April 29th, 2009 by admin | Posted in Pain Relief-Muscle Relaxers | No Comments »

The human spine – also at times called the spinal column, vertebral column, or just the backbone – is a flexible bony column that extends from the base of the skull to the small of the back. It serves two main purposes:

Working together with various muscles and ‘girdles’ – the latter being encircling or arching arrangements of bones, such as the pelvic and shoulder girdles – the spine provides the support that enables us to stand upright.

It also encloses – and so protects to a large extent – the spinal cord, that portion of the central nervous system whose nerve cells and bundles connect all parts of the body with the brain. Structurally, the spine consists of a number of vertebrae (or

individual bones) that are stacked on top of each other and separated as well as connected by discs of fibrocartilage (the intervertebral discs, which are discussed later in this chapter).

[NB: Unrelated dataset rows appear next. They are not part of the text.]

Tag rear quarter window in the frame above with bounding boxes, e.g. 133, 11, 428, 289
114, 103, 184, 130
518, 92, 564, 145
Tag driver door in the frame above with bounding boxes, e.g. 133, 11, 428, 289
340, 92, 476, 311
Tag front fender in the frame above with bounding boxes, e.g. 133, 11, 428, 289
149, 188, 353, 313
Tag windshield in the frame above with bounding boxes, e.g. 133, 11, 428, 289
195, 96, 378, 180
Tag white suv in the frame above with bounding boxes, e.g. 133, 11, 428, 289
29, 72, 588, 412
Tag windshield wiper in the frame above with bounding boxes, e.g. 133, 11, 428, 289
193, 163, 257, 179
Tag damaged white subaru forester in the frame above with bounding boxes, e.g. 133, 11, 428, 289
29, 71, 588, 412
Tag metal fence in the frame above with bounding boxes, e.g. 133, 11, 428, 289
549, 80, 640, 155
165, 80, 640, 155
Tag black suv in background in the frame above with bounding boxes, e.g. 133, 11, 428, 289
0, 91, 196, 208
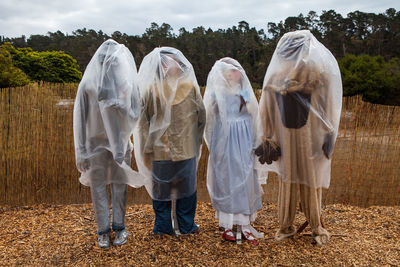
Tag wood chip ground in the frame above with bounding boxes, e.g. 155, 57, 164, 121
0, 202, 400, 266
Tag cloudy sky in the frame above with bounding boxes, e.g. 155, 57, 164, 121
0, 0, 400, 37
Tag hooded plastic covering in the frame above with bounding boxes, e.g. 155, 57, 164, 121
259, 30, 342, 188
134, 47, 205, 200
73, 39, 143, 187
204, 57, 261, 215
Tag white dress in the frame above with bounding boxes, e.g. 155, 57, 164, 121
207, 94, 262, 228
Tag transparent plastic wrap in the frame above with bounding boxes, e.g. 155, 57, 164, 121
204, 57, 261, 215
256, 30, 342, 188
73, 39, 143, 187
134, 47, 206, 200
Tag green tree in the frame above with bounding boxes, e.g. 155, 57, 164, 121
2, 44, 82, 83
0, 45, 30, 88
339, 55, 400, 105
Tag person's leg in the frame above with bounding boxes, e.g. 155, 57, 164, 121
275, 179, 297, 241
111, 184, 128, 231
90, 184, 111, 235
153, 200, 173, 235
176, 192, 199, 234
300, 185, 329, 246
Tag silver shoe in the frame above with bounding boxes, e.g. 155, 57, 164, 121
113, 229, 129, 246
97, 233, 110, 248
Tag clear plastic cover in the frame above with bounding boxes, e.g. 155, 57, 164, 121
73, 39, 143, 187
204, 57, 261, 215
259, 30, 342, 188
134, 47, 206, 200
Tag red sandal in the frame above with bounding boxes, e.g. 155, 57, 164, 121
222, 229, 236, 242
242, 231, 258, 246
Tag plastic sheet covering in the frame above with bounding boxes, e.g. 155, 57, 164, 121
134, 47, 206, 200
259, 30, 342, 188
73, 39, 143, 187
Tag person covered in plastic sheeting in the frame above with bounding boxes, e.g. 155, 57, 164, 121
134, 47, 206, 235
204, 57, 262, 245
73, 39, 143, 248
256, 30, 342, 246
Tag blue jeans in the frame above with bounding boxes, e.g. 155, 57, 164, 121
153, 192, 199, 235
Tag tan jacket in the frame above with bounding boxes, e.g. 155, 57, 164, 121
139, 83, 206, 162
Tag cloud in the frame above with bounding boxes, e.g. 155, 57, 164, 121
0, 0, 400, 37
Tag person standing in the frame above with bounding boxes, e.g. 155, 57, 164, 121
256, 30, 342, 246
134, 47, 206, 235
73, 39, 143, 248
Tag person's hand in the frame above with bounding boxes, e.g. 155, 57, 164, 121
254, 141, 281, 164
114, 153, 125, 165
143, 153, 153, 170
76, 159, 90, 172
322, 133, 335, 159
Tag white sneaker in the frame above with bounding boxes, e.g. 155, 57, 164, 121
113, 229, 129, 246
97, 233, 110, 248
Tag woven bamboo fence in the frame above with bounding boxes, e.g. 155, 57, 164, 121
0, 83, 400, 207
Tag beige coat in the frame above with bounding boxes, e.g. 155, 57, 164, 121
260, 64, 334, 188
139, 83, 206, 167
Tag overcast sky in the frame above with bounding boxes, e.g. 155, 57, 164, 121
0, 0, 400, 37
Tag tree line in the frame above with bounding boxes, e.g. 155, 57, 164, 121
0, 8, 400, 104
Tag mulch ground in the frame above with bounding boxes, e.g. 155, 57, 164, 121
0, 202, 400, 266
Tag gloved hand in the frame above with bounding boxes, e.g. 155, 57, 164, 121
114, 153, 125, 165
322, 133, 335, 159
254, 140, 281, 164
76, 159, 90, 172
143, 153, 153, 170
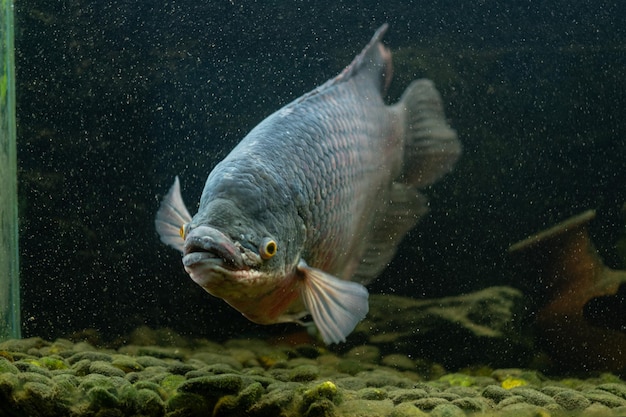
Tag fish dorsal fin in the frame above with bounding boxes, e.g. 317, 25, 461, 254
154, 176, 191, 252
298, 260, 369, 344
288, 23, 393, 106
320, 23, 393, 92
351, 183, 428, 285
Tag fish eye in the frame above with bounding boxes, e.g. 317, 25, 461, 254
259, 237, 278, 260
178, 223, 189, 240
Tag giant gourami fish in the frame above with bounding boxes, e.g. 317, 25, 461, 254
155, 25, 461, 344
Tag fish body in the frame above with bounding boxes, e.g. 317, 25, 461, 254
155, 25, 461, 343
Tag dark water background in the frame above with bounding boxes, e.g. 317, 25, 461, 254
16, 0, 626, 348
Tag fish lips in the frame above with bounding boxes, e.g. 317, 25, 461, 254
183, 226, 247, 275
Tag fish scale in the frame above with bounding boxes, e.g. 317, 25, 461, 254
155, 25, 461, 343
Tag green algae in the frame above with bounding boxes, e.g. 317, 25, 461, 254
0, 334, 626, 417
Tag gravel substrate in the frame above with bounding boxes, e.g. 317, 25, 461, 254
0, 332, 626, 417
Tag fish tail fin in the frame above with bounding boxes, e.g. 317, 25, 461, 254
154, 176, 191, 252
396, 79, 461, 187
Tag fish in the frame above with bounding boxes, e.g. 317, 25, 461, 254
155, 24, 461, 345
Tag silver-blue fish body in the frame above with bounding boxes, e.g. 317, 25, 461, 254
156, 25, 460, 343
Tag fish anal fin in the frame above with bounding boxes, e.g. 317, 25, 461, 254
154, 176, 191, 252
351, 183, 428, 285
298, 260, 369, 344
395, 79, 461, 188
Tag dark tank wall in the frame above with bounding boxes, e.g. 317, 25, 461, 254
17, 0, 626, 340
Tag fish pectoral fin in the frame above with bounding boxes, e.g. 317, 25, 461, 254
298, 260, 369, 344
154, 176, 191, 252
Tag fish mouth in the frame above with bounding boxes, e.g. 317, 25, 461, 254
183, 226, 248, 270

Although adults have 26 vertebrae, new-born babies have 33, nine of those extra ones becoming eventually fused into two separate single bones. An adult spine has five regions, consisting of the following, and starting from the bottom up:

Four fused coccygeal – or tail – vertebrae, which together make up the coccyx.

Five fused sacral vertebrae, which form the sacrum.

Five lumbar – or lower back – vertebrae.

Twelve thoracic (also at times called thoriac) – or chest -vertebrae.Seven cervical – or neck – vertebrae.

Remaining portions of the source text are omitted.